Los talleres sindicales nos permitieron discutir con delegadas de base que presentaban la misma preocupación: la apertura de paritarias, terminar con los contratos de monotributo, conseguir ampliación de licencias. Una conclusión común fue la necesidad de coordinar las luchas. Cuando el debate arribaba al punto en que el camino era Chubut y la huelga general, entonces las burócratas sacaban de la galera el tema del cupo.

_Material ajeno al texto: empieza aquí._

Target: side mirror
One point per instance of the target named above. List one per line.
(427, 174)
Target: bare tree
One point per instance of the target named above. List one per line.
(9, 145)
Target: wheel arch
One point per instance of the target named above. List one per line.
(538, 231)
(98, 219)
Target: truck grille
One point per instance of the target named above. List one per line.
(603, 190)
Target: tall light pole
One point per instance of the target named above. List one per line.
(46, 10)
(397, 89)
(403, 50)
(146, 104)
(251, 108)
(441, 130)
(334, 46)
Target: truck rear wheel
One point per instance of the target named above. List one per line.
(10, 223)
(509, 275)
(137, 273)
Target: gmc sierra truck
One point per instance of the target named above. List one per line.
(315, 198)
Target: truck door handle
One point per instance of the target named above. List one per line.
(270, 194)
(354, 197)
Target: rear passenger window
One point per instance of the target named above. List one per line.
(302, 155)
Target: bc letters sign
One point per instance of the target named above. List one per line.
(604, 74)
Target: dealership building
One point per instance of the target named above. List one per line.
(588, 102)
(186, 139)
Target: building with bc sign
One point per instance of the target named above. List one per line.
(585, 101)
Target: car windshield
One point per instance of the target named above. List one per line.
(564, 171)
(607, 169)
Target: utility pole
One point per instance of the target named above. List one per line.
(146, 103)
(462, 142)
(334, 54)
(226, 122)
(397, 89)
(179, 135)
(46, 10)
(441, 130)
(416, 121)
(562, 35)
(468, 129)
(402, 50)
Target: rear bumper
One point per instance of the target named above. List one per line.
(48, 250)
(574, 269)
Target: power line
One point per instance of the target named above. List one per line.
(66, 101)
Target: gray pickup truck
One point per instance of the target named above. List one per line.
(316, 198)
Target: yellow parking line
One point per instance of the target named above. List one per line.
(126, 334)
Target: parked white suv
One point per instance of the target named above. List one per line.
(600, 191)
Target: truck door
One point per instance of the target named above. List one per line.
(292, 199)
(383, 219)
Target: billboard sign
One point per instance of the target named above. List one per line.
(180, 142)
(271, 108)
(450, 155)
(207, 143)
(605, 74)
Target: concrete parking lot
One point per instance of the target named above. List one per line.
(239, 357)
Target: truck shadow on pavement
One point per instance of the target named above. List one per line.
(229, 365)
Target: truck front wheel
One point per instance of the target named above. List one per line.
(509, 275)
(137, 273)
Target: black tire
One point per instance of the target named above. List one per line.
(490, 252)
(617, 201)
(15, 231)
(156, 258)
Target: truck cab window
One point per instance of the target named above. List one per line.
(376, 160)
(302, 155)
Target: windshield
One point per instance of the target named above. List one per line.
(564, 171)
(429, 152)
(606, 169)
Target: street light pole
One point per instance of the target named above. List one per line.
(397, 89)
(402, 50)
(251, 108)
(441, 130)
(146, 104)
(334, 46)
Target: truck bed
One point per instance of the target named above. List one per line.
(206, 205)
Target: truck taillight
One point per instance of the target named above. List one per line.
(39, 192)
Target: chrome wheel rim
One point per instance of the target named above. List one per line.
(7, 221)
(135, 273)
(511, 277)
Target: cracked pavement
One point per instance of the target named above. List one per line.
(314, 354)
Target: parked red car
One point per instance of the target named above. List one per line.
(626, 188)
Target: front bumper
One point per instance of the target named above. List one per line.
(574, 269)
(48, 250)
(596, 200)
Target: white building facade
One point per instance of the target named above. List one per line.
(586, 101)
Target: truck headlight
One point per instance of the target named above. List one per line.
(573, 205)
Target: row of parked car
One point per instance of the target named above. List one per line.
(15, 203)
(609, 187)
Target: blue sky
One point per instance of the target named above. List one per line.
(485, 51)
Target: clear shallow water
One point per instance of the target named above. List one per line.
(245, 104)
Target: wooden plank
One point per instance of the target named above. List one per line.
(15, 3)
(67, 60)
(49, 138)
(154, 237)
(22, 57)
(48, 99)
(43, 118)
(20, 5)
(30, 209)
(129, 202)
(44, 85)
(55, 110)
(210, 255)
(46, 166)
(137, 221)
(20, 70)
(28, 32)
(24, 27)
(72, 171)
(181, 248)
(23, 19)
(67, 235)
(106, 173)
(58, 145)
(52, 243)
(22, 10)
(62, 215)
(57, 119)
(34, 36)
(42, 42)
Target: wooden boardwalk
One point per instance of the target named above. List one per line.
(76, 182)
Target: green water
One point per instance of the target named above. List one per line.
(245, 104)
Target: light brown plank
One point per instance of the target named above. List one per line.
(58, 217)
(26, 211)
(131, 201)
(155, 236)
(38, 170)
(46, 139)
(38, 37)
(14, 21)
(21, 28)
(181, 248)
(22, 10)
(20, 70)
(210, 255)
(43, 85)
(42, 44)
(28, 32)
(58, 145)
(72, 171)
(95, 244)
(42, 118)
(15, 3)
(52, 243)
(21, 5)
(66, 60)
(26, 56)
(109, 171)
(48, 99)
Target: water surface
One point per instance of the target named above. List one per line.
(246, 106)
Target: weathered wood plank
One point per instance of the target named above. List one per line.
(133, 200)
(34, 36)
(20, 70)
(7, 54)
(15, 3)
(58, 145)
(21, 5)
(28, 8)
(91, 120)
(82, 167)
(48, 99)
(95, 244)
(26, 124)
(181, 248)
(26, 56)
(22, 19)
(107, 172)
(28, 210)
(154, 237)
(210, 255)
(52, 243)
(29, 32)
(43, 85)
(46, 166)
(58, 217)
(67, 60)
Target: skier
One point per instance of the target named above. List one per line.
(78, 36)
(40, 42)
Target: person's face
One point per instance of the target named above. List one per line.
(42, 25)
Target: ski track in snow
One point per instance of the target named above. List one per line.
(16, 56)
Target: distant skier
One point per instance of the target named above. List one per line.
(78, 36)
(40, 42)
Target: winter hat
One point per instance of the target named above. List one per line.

Como si fuera un problema de sexo haber dejado pasar la reforma previsional y entregado puntos clave del convenio. Como si el problema no fuera su vocación de bomberos de la patronal para atacarnos a las trabajadoras y trabajadores.

La iglesia había anunciado su decisión de no confrontar con el ENM, al punto que se suspendieron las misas en la catedral y en otras iglesias importantes. En los talleres de aborto y anticoncepción, sin embargo, la presencia de militantes eclesiásticas fue significativa y también tuvo respuestas de nuestro contingente, aplaudido a rabiar. Las clericales fingían ser abogadas, médicas, especialistas en derechos humanos –“el primero, la vida”– sobrevivientes de un aborto con graves secuelas psicológicas o mujeres enfermas por el uso de anticonceptivos químicos en vez del “método natural” que las cavernícolas promueven. Fueron aplastadas con fundamentos y convicción por muchas compañeras y por las militantes del PDT Tendencia que desenmascararon a las “expertas”, denunciando que eran agentes del clero travestidos de madres preocupadas. La Tendencia, en suma, fue a librar una enorme batalla política, explicando nuestras posiciones a miles de compañeras luchadoras –la mayoría independientes- de todo el país.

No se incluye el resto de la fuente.